Jan 31, 2014, 8:00 AM, Posted by
Abigail L. Reese, CNM, MSN, is a fellow with the Robert Wood Johnson Foundation Nursing and Health Policy Collaborative at the University of New Mexico. She received her undergraduate degree from Princeton University and her master of science in nursing at the Yale School of Nursing. She has worked at a birth center on the U.S./Mexico border, and coordinated a federal women’s health grant in Vermont. This post is part of the “Health Care in 2014” series.
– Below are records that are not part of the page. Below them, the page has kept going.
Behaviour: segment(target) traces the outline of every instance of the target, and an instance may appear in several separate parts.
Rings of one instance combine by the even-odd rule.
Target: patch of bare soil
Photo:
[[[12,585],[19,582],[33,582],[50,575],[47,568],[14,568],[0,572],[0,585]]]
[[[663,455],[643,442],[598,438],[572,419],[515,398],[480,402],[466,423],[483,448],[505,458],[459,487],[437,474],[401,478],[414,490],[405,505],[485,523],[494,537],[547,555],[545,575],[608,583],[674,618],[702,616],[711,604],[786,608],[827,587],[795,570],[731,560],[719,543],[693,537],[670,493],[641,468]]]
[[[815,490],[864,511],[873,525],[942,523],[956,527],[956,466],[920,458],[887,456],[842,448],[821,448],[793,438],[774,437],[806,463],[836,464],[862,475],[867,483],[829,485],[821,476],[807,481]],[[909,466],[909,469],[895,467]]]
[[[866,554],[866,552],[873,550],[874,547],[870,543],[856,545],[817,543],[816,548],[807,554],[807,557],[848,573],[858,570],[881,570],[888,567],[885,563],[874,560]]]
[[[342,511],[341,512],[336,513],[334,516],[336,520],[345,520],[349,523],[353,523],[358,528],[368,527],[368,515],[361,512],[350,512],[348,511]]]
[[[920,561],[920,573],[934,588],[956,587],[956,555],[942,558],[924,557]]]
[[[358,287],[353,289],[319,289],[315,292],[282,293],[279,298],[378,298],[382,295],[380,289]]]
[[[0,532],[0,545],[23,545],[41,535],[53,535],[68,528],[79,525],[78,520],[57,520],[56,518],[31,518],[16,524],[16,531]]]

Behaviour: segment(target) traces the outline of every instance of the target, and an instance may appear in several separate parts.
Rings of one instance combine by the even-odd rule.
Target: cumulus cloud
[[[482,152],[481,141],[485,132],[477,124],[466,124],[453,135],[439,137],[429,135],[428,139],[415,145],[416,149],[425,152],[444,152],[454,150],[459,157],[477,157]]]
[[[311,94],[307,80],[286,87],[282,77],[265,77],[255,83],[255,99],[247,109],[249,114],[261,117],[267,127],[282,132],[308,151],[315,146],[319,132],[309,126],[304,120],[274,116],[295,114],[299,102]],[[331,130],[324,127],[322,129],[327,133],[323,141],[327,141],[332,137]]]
My resolution for the U.S. health care system in 2014 is to make strides in addressing one of the greatest health disparities affecting women and girls in this society and the world over: the experience of interpersonal and sexual violence. The Centers for Disease Control and Prevention (CDC) tells us that, in this country, one out of every five women has experienced rape or attempted rape. One in four has experienced “severe physical violence” at the hands of an intimate partner. Furthermore, the evidence tells us that victimization and its consequences begin early. Nearly half of all women who experience rape are assaulted before the age of 18, and 35 percent will be re-victimized during their lifetime.
Those of us who provide health care services to women are first-hand witnesses to the health-related consequences of interpersonal and sexual violence. These women are at greater risk for a range of potentially devastating health problems including: debilitating depression and anxiety, substance use disorders, sexually transmitted infections, unwanted pregnancies, and giving birth to preterm or low birth weight infants. They have higher reported rates of frequent headaches, chronic pain (including chronic pelvic pain), diabetes, asthma, and irritable bowel syndrome, among other conditions. Therefore, many of the symptoms and conditions that bring women into our care are related to their experiences of violence.